Lavoratori del Corisa2: «Portiamo le carte in Procura». Corona prova la difesa

Scritto da , 14 maggio 2013

Carte in Procura e alla Corte dei conti e stato d’agitazione. I dipendenti del Consorzio di Bacino Salerno 2 fanno sul serio. Quei 118 mila euro elargiti, in virtù di una conciliazione tra vertici del Corisa e cinque dipendenti dell’area dirigenziale, nel mentre ai lavoratori mancano gli stipendi, proprio non vanno giù. Nella giornata di ieri, con un corposo documento, i dipendenti del Consorzio salernitano dei rifiuti hanno battuto i pugni sul tavolo chiedendo spiegazioni al commissario liquidatore, Giuseppe Corona, e annunciando il deposito di tutta la documentazione inerente l’episodio “incriminato” presso la Procura della Repubblica di Salerno e la Corte dei Conti.
Nella giornata di ieri, però, è spuntato un ulteriore elemento. Nuovamente un plico anonimo recapitato presso la sede di via Scavate case rosse. In questo caso, la busta gialla conteneva due buste paga relative al mese di febbraio 2010: quelle di Roberto Infante e Maurizio Buccella (tra loro cognati). Ebbene, da quanto risulta dalla documentazione contabile, i soldi che Infante (36 mila euro) e Buccella (53 mila) hanno ricevuto tra l’anno 2011 e lo scorso 31 marzo erano stati già incassati sottoforma di acconto sulla retribuzione.

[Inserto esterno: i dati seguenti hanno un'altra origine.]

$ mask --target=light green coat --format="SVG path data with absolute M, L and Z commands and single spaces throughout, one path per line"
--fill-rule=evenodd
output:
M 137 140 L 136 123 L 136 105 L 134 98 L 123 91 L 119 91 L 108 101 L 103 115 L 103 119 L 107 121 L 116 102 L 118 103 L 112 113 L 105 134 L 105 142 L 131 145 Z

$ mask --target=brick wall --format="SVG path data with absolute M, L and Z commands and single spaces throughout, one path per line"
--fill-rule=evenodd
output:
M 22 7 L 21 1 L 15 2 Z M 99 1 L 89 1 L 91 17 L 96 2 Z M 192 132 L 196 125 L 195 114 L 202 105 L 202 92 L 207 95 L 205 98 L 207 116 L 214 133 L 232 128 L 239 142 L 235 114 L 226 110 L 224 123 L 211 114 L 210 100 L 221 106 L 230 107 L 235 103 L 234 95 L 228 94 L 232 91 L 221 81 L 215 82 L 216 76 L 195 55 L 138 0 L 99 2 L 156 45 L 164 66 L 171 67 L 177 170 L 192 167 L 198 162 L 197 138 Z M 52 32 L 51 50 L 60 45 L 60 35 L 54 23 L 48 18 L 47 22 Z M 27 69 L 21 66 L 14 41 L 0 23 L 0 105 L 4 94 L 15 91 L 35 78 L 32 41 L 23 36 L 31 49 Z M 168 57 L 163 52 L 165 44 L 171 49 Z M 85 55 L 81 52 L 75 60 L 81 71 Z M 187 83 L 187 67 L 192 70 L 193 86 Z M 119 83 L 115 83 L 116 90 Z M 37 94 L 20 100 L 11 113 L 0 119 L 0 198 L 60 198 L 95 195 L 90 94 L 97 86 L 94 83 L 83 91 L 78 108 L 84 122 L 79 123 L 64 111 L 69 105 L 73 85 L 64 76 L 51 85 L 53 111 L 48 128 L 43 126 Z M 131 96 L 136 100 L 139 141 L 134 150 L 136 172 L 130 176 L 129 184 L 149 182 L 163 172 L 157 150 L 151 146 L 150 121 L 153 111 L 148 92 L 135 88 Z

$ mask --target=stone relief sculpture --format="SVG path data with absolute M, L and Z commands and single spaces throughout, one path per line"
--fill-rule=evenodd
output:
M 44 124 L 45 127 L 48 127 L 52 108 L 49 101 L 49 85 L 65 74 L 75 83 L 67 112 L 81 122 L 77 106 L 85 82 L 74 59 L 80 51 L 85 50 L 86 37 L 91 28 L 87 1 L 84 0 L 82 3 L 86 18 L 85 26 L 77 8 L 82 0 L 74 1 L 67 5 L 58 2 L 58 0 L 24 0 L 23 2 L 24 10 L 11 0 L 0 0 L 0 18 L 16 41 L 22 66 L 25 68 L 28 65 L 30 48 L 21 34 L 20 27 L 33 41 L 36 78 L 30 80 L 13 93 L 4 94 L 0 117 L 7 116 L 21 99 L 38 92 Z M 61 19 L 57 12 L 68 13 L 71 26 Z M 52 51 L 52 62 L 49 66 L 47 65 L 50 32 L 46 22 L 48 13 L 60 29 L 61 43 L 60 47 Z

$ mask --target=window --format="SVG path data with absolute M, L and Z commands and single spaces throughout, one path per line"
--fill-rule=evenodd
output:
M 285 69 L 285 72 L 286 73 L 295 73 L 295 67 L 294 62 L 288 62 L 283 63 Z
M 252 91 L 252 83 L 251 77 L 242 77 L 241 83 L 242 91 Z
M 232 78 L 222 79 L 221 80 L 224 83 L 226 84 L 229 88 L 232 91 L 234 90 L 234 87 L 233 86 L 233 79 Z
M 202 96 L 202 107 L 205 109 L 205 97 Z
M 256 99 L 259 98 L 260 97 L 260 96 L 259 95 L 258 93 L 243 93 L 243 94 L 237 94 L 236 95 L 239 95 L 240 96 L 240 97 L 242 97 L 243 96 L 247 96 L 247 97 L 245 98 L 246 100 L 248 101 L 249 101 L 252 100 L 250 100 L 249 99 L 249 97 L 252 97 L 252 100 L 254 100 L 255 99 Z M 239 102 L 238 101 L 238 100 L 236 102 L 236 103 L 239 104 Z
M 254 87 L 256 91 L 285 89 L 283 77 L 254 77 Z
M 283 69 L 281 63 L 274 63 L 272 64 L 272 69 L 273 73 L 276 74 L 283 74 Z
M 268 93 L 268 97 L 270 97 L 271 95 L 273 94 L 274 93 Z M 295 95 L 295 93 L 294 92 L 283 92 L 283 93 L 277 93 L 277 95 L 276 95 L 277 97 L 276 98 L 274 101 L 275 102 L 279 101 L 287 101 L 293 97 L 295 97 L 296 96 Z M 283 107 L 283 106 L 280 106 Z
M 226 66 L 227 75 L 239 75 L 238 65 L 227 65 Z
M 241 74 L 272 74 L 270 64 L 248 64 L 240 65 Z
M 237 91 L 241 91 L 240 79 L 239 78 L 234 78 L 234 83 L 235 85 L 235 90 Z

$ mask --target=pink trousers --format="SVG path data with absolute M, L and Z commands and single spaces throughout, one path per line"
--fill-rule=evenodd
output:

Per il primo 12 mila euro, per il secondo 13 mila.
A difesa della procedura è, dopo giorni di irreperibilità e silenzio, intervenuto proprio il commissario liquidatore Corona che lo ha fatto facendo riferimento, però, ad una conferenza stampa che, contrariamente a quanto annunciato, le organizzazioni sindacali non hanno più tenuto ieri mattina.
Corona spiega, attaccando i sindacati, come si è giunti al pagamento di simili cifre a cinque soli dipendenti. «Gli emolumenti – scrive il commissario – sono stati riconosciuti a cinque dipendenti del Consorzio, in sede di conciliazione dinanzi all’Ufficio del Lavoro, a seguito di richieste per differenze retributive pari al triplo di quanto è stato loro liquidato. I diritti rivendicati dai dipendenti nascevano in gran parte dall’aver loro svolto incarichi suppletivi e superiori rispetto alle mansioni contrattuali. Circa poi il pagamento di una figura esterna, distaccata da un Comune (Pietro Viscido di Caposele, ndr), essa si è resa necessaria per garantire l’impiego di una figura estranea al contesto di lavoro nel settore delle manutenzioni, ove si spendevano cifre sproporzionate senza che si riuscisse ad arginare il fenomeno con ordini di servizio e attività di ordinaria vigilanza». 
Corona, poi, ricorda di «aver tagliato gli straordinari, ridotto gli interinali, annullato le anticipazioni di stipendio, allontanato cooperative esterne, risparmiando così diversi milioni di euro, proprio al fine di garantire lo stipendio mensile ai lavoratori, e risultando per questo sgradito a coloro che hanno sollecitato l’odierna conferenza stampa (che non c’è stata, ndr)».